Lee-Anne Mulholland at Google then said in a blog post: "The DOJ shared a broad outline of radical changes it may demand as part of its lawsuit over how we distribute Search. This is the start of a long process and we will respond in detail to the DOJ's ultimate proposals as we make our case in court next year. However, we are concerned the DOJ is already signaling requests that go far beyond the specific legal issues in this case. This case is about a set of search distribution contracts. Rather than focus on that, the government seems to be pursuing a sweeping agenda that will impact numerous industries and products, with significant unintended consequences for consumers, businesses, and American competitiveness. The DOJ's outline also comes at a time when competition in how people find information is blooming, with all sorts of new entrants emerging and new technologies like AI transforming the industry. Forcing Google to share your search queries, clicks, and results with competitors risks your privacy and security. It's widely recognized, including explicitly by the DOJ in its outline, that forcing the sharing of your searches with other companies could create major privacy and security risks. Hampering Google's AI tools risks holding back American innovation at a critical moment. Not only is AI a new industry, but it's hard to think of a technology more important for America's technological and economic leadership. Splitting off Chrome or Android would break them - and many other things. Changes to the online advertising market would make online ads less valuable for publishers and merchants, and less useful for consumers. Unreasonable restrictions on how Google promotes our search engine would create friction for consumers and harm businesses. We believe that today's blueprint goes well beyond the legal scope of the Court's decision about Search distribution contracts. Government overreach in a fast-moving industry may have negative unintended consequences for American innovation and America's consumers. We look forward to making our arguments in court."
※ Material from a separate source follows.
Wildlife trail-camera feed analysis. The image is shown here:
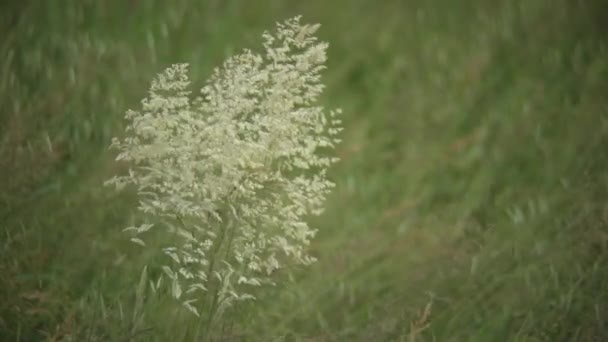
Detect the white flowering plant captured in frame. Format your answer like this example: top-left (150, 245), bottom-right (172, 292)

While the court filing in which the DOJ outlined its initial proposed monopoly remedies, including a broad set of potential measures aimed at addressing how Alphabet may distribute and manage its Search services in the future, did weigh on the stock, BofA said the firm expected the DOJ to be aggressive, per press reports, and believed that the initial proposed set of remedies were "generally in line with investor expectations." The firm, which anticipates "more twists and turns in the case ahead," sees positives, including its belief that Google is well-positioned in the search market today; that Google's counter proposals in December will likely provide a more positive potential outcome; that limited layoffs so far compared to peers give the company's new CFO a positive cost basis set up to drive EPS growth; and the view that Alphabet already trades at a discount to break up value. BofA maintains a Buy rating and $206 price target on Alphabet shares.
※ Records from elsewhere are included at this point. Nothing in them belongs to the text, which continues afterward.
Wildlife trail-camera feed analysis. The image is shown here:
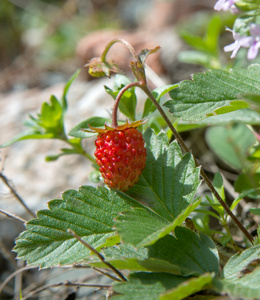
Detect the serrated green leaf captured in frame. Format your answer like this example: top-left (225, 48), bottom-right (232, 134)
top-left (176, 108), bottom-right (260, 132)
top-left (216, 245), bottom-right (260, 298)
top-left (37, 95), bottom-right (63, 132)
top-left (69, 117), bottom-right (111, 138)
top-left (147, 227), bottom-right (219, 276)
top-left (89, 227), bottom-right (218, 276)
top-left (105, 74), bottom-right (137, 121)
top-left (127, 130), bottom-right (200, 222)
top-left (218, 267), bottom-right (260, 299)
top-left (164, 64), bottom-right (260, 121)
top-left (142, 84), bottom-right (178, 118)
top-left (206, 123), bottom-right (256, 169)
top-left (234, 173), bottom-right (260, 199)
top-left (112, 272), bottom-right (187, 300)
top-left (115, 200), bottom-right (200, 247)
top-left (61, 70), bottom-right (80, 113)
top-left (223, 245), bottom-right (260, 280)
top-left (159, 273), bottom-right (213, 300)
top-left (14, 186), bottom-right (143, 268)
On October 18, Google and "Fortnite" maker Epic Games confirmed to The Verge that Judge James Donato granted the search giant a temporary administrative stay on a November 1 deadline to drastically change its Android app store rules. As a result, Google might not have to open up its Play Store for years, if at all, while it appeals the jury verdict in the Epic legal battle, The Verge's Wes Davis and Sean Hollister reported. The one exception to the stay, however, is that starting November 1, 2024 and continuing until November 1, 2027, Google is prohibited from making deals with carriers or device makers that block preinstallation of competing app stores in exchange for money, revenue share, or perks, the authors noted.
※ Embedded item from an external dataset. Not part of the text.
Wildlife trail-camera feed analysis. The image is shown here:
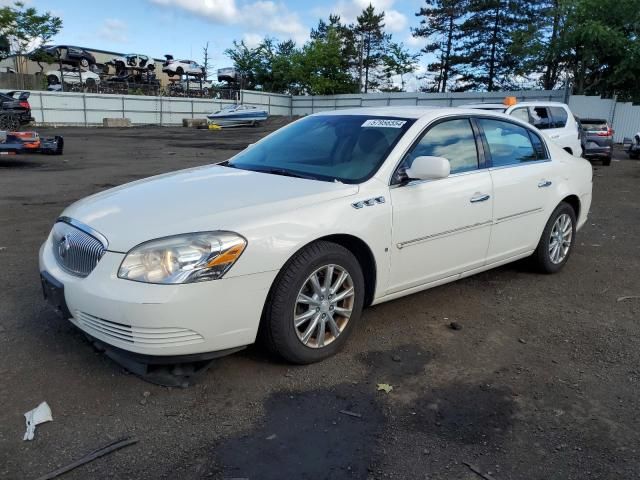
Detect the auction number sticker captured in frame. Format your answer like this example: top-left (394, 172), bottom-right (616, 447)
top-left (362, 119), bottom-right (407, 128)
EXPECTATIONS: Current consensus EPS and revenue forecasts for Alphabet's September-end quarter stand at $1.84 and $86.31B, respectively, according to data provided by LSEG Data and Analytics, formally Refinitiv.

That $1.84 EPS estimate for the third quarter is up 1c over the past 90 days ago, according to LSEG Data.

Among analysts tracked by Bloomberg that have updated their views on Alphabet within the last twelve months, 58 have Buy or equivalent ratings, 12 have Hold or equivalent ratings and the average twelve month price target of 44 of those analysts is $202.85.